The dawn phenomenon is not a malfunction. It is a normal circadian physiology problem that becomes clinically significant in diabetes. It is also, for most people, a controllable one — with the right data, the right timing adjustments, and the right conversation with your care team.

References

1. Bolli GB, De Feo P, De Cosmo S, et al. “Demonstration of a Dawn Phenomenon in Normal Human Volunteers.” Diabetes 33, no. 12 (1984): 1150–1153.

2. Rybicka M, Krysiak R, Okopień B. “The Dawn Phenomenon and the Somogyi Effect — Two Phenomena of Morning Hyperglycaemia.” Endokrynologia Polska 62, no. 3 (2011): 276–284.

3. American Diabetes Association Professional Practice Committee. “Facilitating Positive Health Behaviors and Well-being to Improve Health Outcomes: Standards of Care in Diabetes — 2024.” Diabetes Care 47, Supplement 1 (2024): S77–S110.

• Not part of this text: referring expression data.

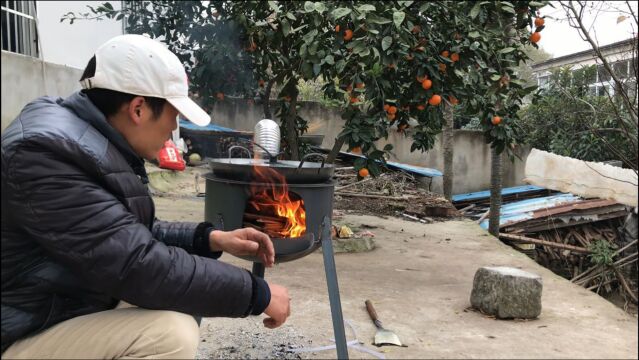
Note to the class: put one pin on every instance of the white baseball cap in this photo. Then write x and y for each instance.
(136, 64)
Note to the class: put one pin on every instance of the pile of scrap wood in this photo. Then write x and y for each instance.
(394, 193)
(584, 240)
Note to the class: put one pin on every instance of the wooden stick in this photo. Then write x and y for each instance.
(358, 182)
(486, 214)
(467, 208)
(376, 196)
(624, 248)
(544, 242)
(624, 284)
(264, 218)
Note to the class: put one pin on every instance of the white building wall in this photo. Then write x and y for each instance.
(73, 45)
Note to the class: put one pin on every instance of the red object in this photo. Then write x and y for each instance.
(170, 157)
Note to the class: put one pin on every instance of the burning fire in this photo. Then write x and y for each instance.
(280, 214)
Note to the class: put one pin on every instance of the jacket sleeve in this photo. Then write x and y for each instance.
(190, 236)
(86, 228)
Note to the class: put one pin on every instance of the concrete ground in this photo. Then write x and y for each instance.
(419, 278)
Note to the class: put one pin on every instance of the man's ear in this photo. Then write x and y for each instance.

4. Colberg SR, Sigal RJ, Yardley JE, et al. “Physical Activity/Exercise and Diabetes: A Position Statement of the American Diabetes Association.” Diabetes Care 39, no. 11 (2016): 2065–2079.

5. Porcellati F, Rossetti P, Busciantella NR, et al. “Comparison of Pharmacokinetics and Dynamics of the Long-Acting Insulin Analogues Glargine and Detemir at Steady State in Type 1 Diabetes.” Diabetes Care 30, no. 10 (2007): 2447–2452.